Dual-stream Transformer-GCN Model with Contextualized Representations Learning for Monocular 3D Human Pose Estimation
Mingrui Ye, Lianping Yang, Hegui Zhu, Zenghao Zheng, Xin Wang, Yantao Lo
TL;DR
The paper addresses monocular 3D HPE under depth ambiguity and limited 3D labels by introducing a Transformer-GCN dual-stream architecture that jointly models global spatial-temporal and local joint relations. It advances contextualized representations learning (CRL) through masking and self-distillation with an EMA teacher, enabling effective pre-training on unlabeled 2D pose data. The method achieves state-of-the-art MPJPE on Human3.6M (≈38.0 mm in Protocol 1, ≈31.9 mm in Protocol 2) and MPI-INF-3DHP (≈15.9 mm), with strong PCK/AUC gains, and demonstrates robust generalization to in-the-wild sequences.
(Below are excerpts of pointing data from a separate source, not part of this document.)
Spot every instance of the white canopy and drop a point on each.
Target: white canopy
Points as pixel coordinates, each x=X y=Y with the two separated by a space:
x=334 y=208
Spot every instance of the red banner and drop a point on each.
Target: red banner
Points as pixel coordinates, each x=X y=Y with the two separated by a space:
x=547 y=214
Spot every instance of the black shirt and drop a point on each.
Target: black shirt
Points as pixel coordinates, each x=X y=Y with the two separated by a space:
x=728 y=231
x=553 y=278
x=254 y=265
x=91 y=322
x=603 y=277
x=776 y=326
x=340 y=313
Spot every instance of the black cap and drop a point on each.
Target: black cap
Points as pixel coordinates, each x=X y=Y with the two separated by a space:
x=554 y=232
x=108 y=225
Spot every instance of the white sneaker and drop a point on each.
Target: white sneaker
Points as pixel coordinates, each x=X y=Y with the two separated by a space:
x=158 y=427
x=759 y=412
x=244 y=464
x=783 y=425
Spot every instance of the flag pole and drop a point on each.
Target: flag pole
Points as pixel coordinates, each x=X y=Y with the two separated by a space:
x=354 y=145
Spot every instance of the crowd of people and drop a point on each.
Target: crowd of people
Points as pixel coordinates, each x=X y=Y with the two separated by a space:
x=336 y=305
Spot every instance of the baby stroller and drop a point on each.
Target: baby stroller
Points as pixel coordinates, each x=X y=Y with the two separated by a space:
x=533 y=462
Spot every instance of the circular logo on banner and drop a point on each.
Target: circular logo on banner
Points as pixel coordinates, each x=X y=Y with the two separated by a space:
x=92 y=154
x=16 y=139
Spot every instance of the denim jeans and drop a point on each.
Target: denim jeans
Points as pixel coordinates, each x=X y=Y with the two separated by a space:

By integrating adaptive fusion of Transformer and GCN streams and a CRL pre-training paradigm, the approach provides a scalable, efficient path for accurate 3D pose estimation and extends to related motion tasks.
Abstract
This paper introduces a novel approach to monocular 3D human pose estimation using contextualized representation learning with the Transformer-GCN dual-stream model. Monocular 3D human pose estimation is challenged by depth ambiguity, limited 3D-labeled training data, imbalanced modeling, and restricted model generalization. To address these limitations, our work introduces a groundbreaking motion pre-training method based on contextualized representation learning. Specifically, our method involves masking 2D pose features and utilizing a Transformer-GCN dual-stream model to learn high-dimensional representations through a self-distillation setup. By focusing on contextualized representation learning and spatial-temporal modeling, our approach enhances the model's ability to understand spatial-temporal relationships between postures, resulting in superior generalization. Furthermore, leveraging the Transformer-GCN dual-stream model, our approach effectively balances global and local interactions in video pose estimation. The model adaptively integrates information from both the Transformer and GCN streams, where the GCN stream effectively learns local relationships between adjacent key points and frames, while the Transformer stream captures comprehensive global spatial and temporal features. Our model achieves state-of-the-art performance on two benchmark datasets, with an MPJPE of 38.0mm and P-MPJPE of 31.9mm on Human3.6M, and an MPJPE of 15.9mm on MPI-INF-3DHP. Furthermore, visual experiments on public datasets and in-the-wild videos demonstrate the robustness and generalization capabilities of our approach.